The things that are for me
In honor of the summertime return of So You Think You Can Dance, I dipped into one of my favorite books about dance, Rumer Godden's A Candle for St. Jude. (You can see more about this book on a little Godden fan site I made, A House with Four Rooms.) The heroine, aged Russian ballerina Madame Anna Holbein, lives through the days surrounding a jubilee performance of her small ballet company, her memories vivid and intense as she looks back over the past fifty years and more. As always with books I love, I find something new each time I re-read. When I first read St. Jude as a teenager, I related to the ardent and ambitious young dancers in the company. Now, of course, I sympathize with the wandering thoughts and still-ardent emotions of Madame. I love this passage where she dreamily tells (in her Russian accent) of the things she loves:
"I love so many things . . . universal things that are for everybody and things that are for me, personally. . . I olways feel, for instance, that red and white roses together are for me. Don't ask me why. They are for me. Yes, red and white roses, and then, the Gulf Stream. . . We in England ought to love the Gulf Stream. It keeps us from being frozen, quite. And I love spires and may trees, and views, some views; and houses, some houses; I love mahogany and the spell of spices; particularly I love the smell of spices, and food, the taste of that salmon at lunch, out of season, not? And poems. I love that poem about the deer by...by?...We had wine at lunch and that is why I think of him (and tomorrow we shall lunch on poached eggs and coffee, not? That is life)...Drrrinkwater, that is his name. I love his poem. I love so much, everything; this minute. . ."

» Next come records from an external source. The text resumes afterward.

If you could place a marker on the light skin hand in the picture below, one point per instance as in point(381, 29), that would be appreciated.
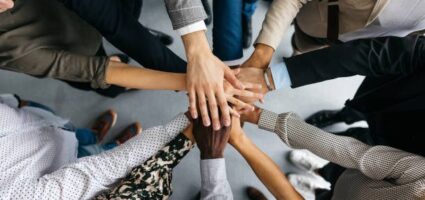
point(6, 5)
point(205, 78)
point(260, 58)
point(129, 76)
point(255, 76)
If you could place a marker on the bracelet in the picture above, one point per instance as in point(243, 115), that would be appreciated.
point(266, 79)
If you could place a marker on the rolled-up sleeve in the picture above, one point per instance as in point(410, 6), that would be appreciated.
point(63, 65)
point(185, 12)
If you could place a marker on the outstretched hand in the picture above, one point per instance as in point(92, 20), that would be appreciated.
point(210, 142)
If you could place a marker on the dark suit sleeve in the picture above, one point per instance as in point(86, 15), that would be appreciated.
point(378, 57)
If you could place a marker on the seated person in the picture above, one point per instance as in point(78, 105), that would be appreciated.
point(389, 98)
point(60, 45)
point(90, 140)
point(152, 179)
point(39, 156)
point(370, 172)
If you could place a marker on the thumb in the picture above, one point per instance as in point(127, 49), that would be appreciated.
point(229, 75)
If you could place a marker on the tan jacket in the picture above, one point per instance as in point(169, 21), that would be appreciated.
point(312, 15)
point(42, 38)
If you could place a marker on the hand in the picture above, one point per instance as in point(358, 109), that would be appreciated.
point(6, 5)
point(239, 105)
point(237, 134)
point(210, 142)
point(260, 58)
point(252, 117)
point(205, 76)
point(255, 76)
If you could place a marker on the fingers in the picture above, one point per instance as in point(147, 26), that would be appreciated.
point(192, 103)
point(221, 97)
point(231, 78)
point(202, 102)
point(236, 71)
point(249, 94)
point(234, 112)
point(240, 105)
point(253, 86)
point(213, 110)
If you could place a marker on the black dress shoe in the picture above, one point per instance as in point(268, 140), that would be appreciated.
point(164, 38)
point(324, 118)
point(123, 57)
point(207, 9)
point(255, 194)
point(246, 31)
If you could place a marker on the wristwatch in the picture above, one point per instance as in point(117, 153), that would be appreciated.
point(268, 77)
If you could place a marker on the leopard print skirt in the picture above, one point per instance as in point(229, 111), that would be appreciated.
point(152, 179)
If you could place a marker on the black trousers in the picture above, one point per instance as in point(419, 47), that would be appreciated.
point(117, 21)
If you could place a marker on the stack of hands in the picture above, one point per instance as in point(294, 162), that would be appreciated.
point(211, 84)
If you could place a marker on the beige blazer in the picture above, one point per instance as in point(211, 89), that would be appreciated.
point(312, 15)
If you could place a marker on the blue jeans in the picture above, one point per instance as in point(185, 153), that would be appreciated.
point(227, 27)
point(85, 136)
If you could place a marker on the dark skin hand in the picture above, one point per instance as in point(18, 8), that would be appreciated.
point(210, 142)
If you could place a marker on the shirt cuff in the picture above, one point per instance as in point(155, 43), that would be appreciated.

Setting the book aside, I mused on the things I love, the things that are for me, personally. When I was younger, I used to make long lists in my journals of the things I loved, as I tried to clarify who I was and who I was becoming. As I move toward my crone time, I find myself (like Madame) doing it again. Like her, I love houses, and the smell of spices. Wisteria and tangerines and wind chimes and clean cotton sheets. Candlelight is for me, and the scent of ocean fog is for me. Glass beads in subtle shimmering colors. Elizabethan lute music. Edward Gorey and Madeleine L'Engle and old books bound in gilded leather. Glitter and moonlight.
It's strangely satisfying to make lists like this, like stocking the soul's pantry with the staple items needed to make sure I am always able to feed myself. Especially when I get caught in mundane busy-ness and tasks that don't seem to be made from soul-pantry ingredients, it's good to add another item or two to the list, just to ground and center myself in the me-ness of me. Badgers. Geodes. Fairy houses. "I am what I am, each moment, forever," says Madame. Here is the poem that the wine reminded her of:
Shy in their herding dwell the fallow deer. They are spirits of wild sense. Nobody near Comes upon their pastures. There a life they live, Of sufficient beauty, phantom, fugitive, Treading as in jungles free leopards do, Printless as evelight, instant as dew. The great kine are patient, and home-coming sheep Know our bidding. The fallow deer keep Delicate and far their counsels wild, Never to be folded reconciled To the spoiling hand as the poor flocks are; Lightfoot, and swift, and unfamiliar, These you may not hinder, unconfined Beautiful flocks of the mind.
What are the things that are for you, personally? What spirits of wild sense run in your mind and heart?